La formación académica de Vardanega en la Escuela Nacional de Bellas Artes de Buenos Aires, que abarcó desde 1939 hasta 1946, le proporcionó una base rigurolsa en las disciplinas clásicas. Sin embargo, incluso como estudiante, poseía una curiosidad insaciable por las fuerzas invisibles del universo. No le interesaba simplemente lo que podía verse, sino cómo la visión misma se construye a través del movimiento y la luminosidad.
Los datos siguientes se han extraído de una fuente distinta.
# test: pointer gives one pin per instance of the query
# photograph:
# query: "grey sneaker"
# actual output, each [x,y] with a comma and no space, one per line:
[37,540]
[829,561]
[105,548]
Esta fascinación temprana por la mecánica de la percepción lo llevó a trascender el lienzo y la escultura tradicionales, aventurándose en el reino del Cromocinetismo, un concepto revolucionario que desarrolló junto a su compañera de vida, la artista Martha Boto. A través de este movimiento, Vardanega buscó sintetizar el color, el sonido, el espacio y el tiempo, creando entornos inmersivos que desafiaban al espectador a experimentar el arte como una entidad viva y palpitante.
La evolución de la técnica de Vardanega es un testimonio de su papel como pionero del arte cinético. A medida que maduraba, su obra transitó desde la abstracción geométrica hacia una compleja exploración de la ilusión espacial. Se convirtió en un maestro en la manipulación de las propiedades físicas de la luz, utilizando materiales como el acrílico, esferas de Plexiglás y celuloide transparente para capturar y refractar el brillo. Su fascinación por la forma en que la luz viaja a través de los diferentes estados de la materia —sólidos, líquidos y gases— le permitió crear obras que parecían latir con una vida interna. Al incorporar luces eléctricas e incluso componentes electrónicos en sus esculturas, transformó objetos estáticos en interpretaciones dinámicas de difracción y sombra.
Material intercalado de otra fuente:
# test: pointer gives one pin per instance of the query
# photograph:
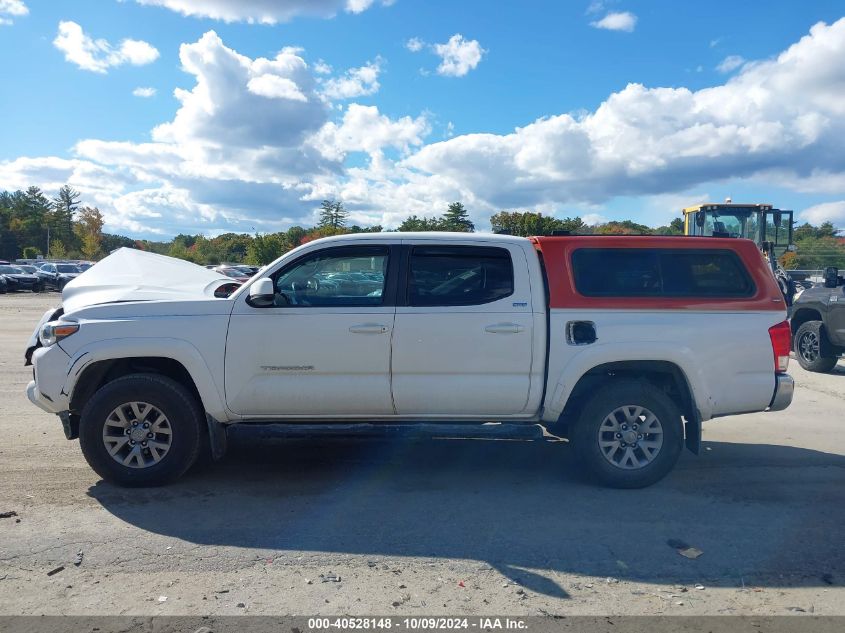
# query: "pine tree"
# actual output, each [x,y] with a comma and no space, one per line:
[332,215]
[65,205]
[457,219]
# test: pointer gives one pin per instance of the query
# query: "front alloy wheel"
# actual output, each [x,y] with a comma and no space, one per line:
[137,435]
[141,430]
Su vocabulario artístico estuvo profundamente influenciado por los movimientos radicales de su época, incluyendo el Espacialismo y el grupo Nouvelle Tendance. Junto a luminarias como Luis Tomasello y Enrico Castellani, Vardanega desafió los límites de lo que una escultura podía ser. Sus piezas se caracterizaban frecuentemente por:
Uno de sus logros más profundos, Arquitectura Eléctrica, permanece como un testimonio monumental de este periodo. Albergada en el Museo de Arte Moderno de Buenos Aires, esta obra ejemplifica su capacidad para utilizar la luz como un elemento estructural, construyendo "arquitectura" no con piedra o acero, sino con energía pura y radiante.
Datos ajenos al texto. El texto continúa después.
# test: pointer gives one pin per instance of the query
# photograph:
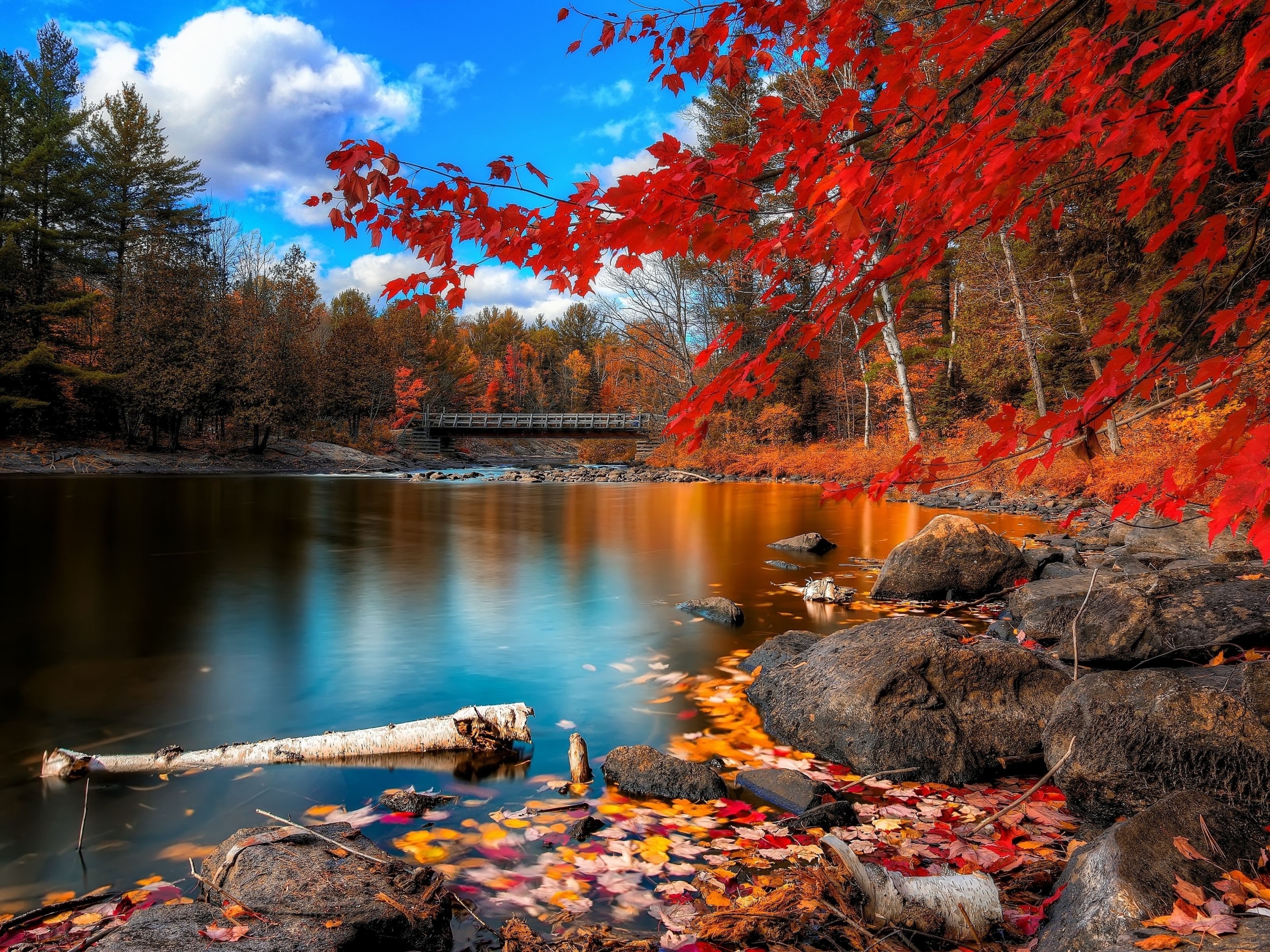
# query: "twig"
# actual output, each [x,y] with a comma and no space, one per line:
[979,601]
[230,897]
[883,774]
[470,912]
[1076,655]
[79,845]
[328,840]
[1037,786]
La importancia histórica de Gregorio Vardanega se extiende mucho más allá de las fronteras de Argentina o Francia, donde pasó gran parte de su etapa madura. Se erige como una figura fundamental en el movimiento hacia el Cineticismo de mediados del siglo XX, tendiendo un puente entre la geometría estructurada del Constructivismo y la inmersión sensorial del arte de instalación contemporáneo. Su capacidad para integrar la tecnología con la gracia estética anticipó la obsesión de la era digital por la interactividad y los entornos basados en la luz.
El viaje de Vardanega, desde un joven estudiante en Buenos Aires hasta un maestro de la luz reconocido internacionalmente, estuvo marcado por una búsqueda incansable de lo sublime. No quería simplemente representar el mundo; quería recrear sus momentos más fugaces y mágicos: el parpadeo de una sombra, la refracción de un rayo de sol a través del cristal, el pulso de un resplandor de neón. Hoy, su obra continúa inspirando, sirviendo como un recordatorio luminoso de que el arte no es solo algo que observamos, sino algo que experimentamos con todo nuestro ser. Su legado permanece grabado en la misma luz que tan magistralmente dominó, iluminando por siempre el camino de aquellos que buscan la belleza en el movimiento de lo invisible.